Cheatsgiving: How To Cook The Perfect Meal Without Any Actual Cooking
Step one. Taking the bird off the table (or at least out of your oven).
This works best for married women, but a boyfriend or brother will do in a pinch. About a week before the event you must ask your husband (or substitute male) if they’ve ever heard of deep frying a turkey. Since men have a special relationship with all things meat and an affinity towards deep fried items, they will answer ”yes”. Be prepared to hear a short diatribe on how such a thing is done, do not let your eyes glaze over. When they are done explaining the intricacies of poultry fricasse you must respond with the following phrase ”Oh, that sounds too dangerous for us to try.” This sentence is the catalyst. The male brain hears a challenge in the word ”danger” and testosterone levels will not allow said male to back down from this challenge. He will need to prove that he can laugh in the face of danger and will take it upon himself to fry the bird. If he doesn’t volunteer for the task right away, just tell him a made up statistic on house fires and bird barbecues while clutching your pearls. This ups the ante with a threat of death the male ego cannot resist. On a side note, a deep fried turkey leaves no drippings, so store bought gravy is now thankfully your only option.
Step two. Humble pie.
If you time this properly you will not need to bake any pies. Again this step should be done about a week before the holiday. First, wait until you need to pee. This will give your voice the proper slightly stressed tone you need to succeed. Next, call your aunt or mother or mother in law and share a story of woe. Tell them no matter how hard you try, you can’t get your pie crust as flaky as theirs (note: you don’t need to actually attempt a pie to make these calls). They will feel bad for you and at the same time very proud of their own baking skills. They will take it upon themselves to share these skills with the world by offering to bring their pies for your dinner.
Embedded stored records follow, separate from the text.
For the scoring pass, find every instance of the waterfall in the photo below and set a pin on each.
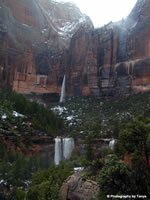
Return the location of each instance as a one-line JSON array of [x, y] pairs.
[[63, 149], [112, 144], [68, 146], [63, 88]]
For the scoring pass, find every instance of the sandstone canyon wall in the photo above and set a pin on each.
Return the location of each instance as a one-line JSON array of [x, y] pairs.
[[44, 40]]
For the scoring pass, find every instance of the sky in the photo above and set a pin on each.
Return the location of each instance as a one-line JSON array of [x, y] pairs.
[[103, 11]]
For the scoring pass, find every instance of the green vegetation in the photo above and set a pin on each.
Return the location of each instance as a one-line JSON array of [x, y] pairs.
[[125, 119], [46, 184], [41, 118]]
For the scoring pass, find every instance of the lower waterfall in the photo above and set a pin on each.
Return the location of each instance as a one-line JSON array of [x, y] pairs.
[[63, 149]]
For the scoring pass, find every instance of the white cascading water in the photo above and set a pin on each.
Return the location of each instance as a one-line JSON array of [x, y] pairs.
[[63, 149], [58, 149], [63, 90], [68, 146]]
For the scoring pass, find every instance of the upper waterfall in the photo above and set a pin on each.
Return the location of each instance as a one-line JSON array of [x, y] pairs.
[[63, 90]]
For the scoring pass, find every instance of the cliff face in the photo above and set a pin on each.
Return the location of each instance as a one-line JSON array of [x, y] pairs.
[[115, 59], [43, 40]]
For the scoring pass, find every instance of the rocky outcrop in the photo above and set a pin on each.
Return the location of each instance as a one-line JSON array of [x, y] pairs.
[[35, 36], [113, 60], [45, 40], [77, 188]]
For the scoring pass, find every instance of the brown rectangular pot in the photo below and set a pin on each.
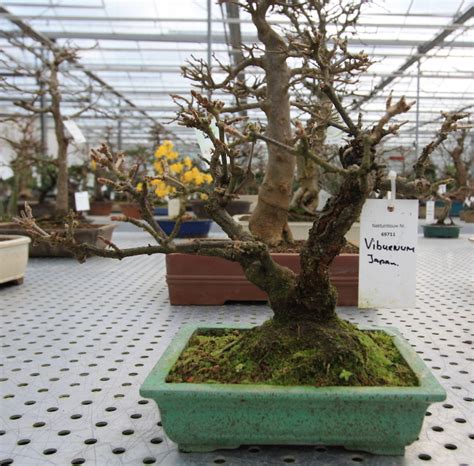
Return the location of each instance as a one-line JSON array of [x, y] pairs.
[[82, 235], [213, 281]]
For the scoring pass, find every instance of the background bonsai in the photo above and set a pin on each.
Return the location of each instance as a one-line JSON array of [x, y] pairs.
[[305, 335], [47, 99], [460, 186], [26, 149]]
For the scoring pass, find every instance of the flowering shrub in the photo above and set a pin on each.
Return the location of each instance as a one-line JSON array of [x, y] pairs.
[[180, 168]]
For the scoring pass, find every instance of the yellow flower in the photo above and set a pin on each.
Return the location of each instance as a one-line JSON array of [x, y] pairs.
[[158, 168], [164, 149], [177, 167], [188, 177], [172, 155]]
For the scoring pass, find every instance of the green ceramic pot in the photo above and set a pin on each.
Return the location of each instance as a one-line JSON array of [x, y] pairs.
[[441, 231], [206, 417]]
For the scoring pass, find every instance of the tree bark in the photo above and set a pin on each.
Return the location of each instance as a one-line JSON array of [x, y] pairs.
[[459, 165], [62, 202], [306, 197], [269, 221]]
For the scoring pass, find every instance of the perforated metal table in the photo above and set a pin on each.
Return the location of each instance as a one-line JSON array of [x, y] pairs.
[[78, 340]]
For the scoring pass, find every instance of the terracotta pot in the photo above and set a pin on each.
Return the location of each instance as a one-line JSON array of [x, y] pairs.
[[82, 235], [213, 281], [13, 258], [235, 207], [131, 210], [39, 210], [100, 208]]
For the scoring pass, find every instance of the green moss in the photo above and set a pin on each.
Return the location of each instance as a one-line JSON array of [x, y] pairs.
[[334, 353]]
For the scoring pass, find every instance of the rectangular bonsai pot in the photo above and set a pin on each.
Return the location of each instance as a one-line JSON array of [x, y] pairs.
[[213, 281], [206, 417], [82, 235]]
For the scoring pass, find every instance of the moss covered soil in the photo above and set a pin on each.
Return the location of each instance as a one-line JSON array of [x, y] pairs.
[[335, 353]]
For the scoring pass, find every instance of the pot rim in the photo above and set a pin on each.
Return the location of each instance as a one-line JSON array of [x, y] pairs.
[[13, 240], [429, 389]]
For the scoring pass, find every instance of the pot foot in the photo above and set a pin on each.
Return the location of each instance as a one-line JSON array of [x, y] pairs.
[[378, 449], [198, 448]]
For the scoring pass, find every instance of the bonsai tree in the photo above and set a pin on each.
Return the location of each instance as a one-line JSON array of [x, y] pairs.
[[461, 185], [25, 147], [305, 327], [49, 78], [308, 51]]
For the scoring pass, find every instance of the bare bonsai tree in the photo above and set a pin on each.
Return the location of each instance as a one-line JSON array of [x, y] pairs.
[[304, 305], [26, 147], [49, 86], [319, 52]]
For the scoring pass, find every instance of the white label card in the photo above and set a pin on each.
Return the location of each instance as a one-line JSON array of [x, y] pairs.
[[74, 131], [430, 211], [205, 144], [387, 263], [81, 199]]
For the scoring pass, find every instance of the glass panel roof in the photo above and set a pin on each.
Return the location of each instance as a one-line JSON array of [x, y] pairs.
[[138, 47]]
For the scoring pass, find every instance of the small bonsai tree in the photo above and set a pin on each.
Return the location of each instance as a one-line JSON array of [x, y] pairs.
[[461, 186], [26, 148], [50, 86]]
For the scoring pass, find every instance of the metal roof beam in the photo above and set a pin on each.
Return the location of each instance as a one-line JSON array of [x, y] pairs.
[[422, 49], [186, 37], [231, 19], [47, 42]]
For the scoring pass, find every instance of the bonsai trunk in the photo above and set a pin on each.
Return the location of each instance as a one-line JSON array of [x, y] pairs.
[[310, 297], [62, 203], [269, 221], [306, 197], [460, 167]]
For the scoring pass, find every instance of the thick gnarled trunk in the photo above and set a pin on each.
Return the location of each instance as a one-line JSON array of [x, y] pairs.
[[269, 221], [306, 197], [62, 202]]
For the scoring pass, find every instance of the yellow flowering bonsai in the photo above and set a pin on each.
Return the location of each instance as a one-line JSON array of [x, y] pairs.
[[170, 165]]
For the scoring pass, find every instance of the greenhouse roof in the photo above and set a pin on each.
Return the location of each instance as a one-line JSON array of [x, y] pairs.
[[131, 53]]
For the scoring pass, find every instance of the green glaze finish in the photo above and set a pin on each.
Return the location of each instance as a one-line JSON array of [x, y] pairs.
[[206, 417], [441, 231]]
Step three. The side swipe.
Repeat step two with subtle changes. Ask how they get their stuffing so moist when your (imaginary) stuffing keeps coming out dry as chalk. Be in awe of your sisters ability to make homemade cranberry sauce and hint that you’ll probably buy it in a can. Continue with flattery and self deprecation till most all your sides are covered.
Step four. The mish mash.
The majority of your cooking has now been successfully outsourced. Unfortunately, unless you are an Emmy award winning actress, no one will believe you have an inability to cook such staples as mashed potatoes, sweet potato casserole, or green bean casserole. For this step you will need to break out your stash of leftover Halloween candy (yes, I know about your secret stash.) You will use the candy as motivation for child labor. Utilize your nieces and nephews as tools for meal completion. Ever seen a five year old hopped up on snickers bars with a potato masher. You will have the smoothest mashed potatoes candy can bribe. Try to put the elder cousin in charge of things like peeling and can opening. Preteens like wielding power over their siblings, its just a fact. With the proper power structure in place your meal will soon be ready to serve.
Step five. The cleanup.
Do you really think that after your relatives have enjoyed the bountiful meal you provided they would require you to wash the dishes? Oh no, you’ve done so much. Have a glass of wine and let someone else take care of the dishes. You just made the perfect Cheatsgiving dinner, you deserve a break.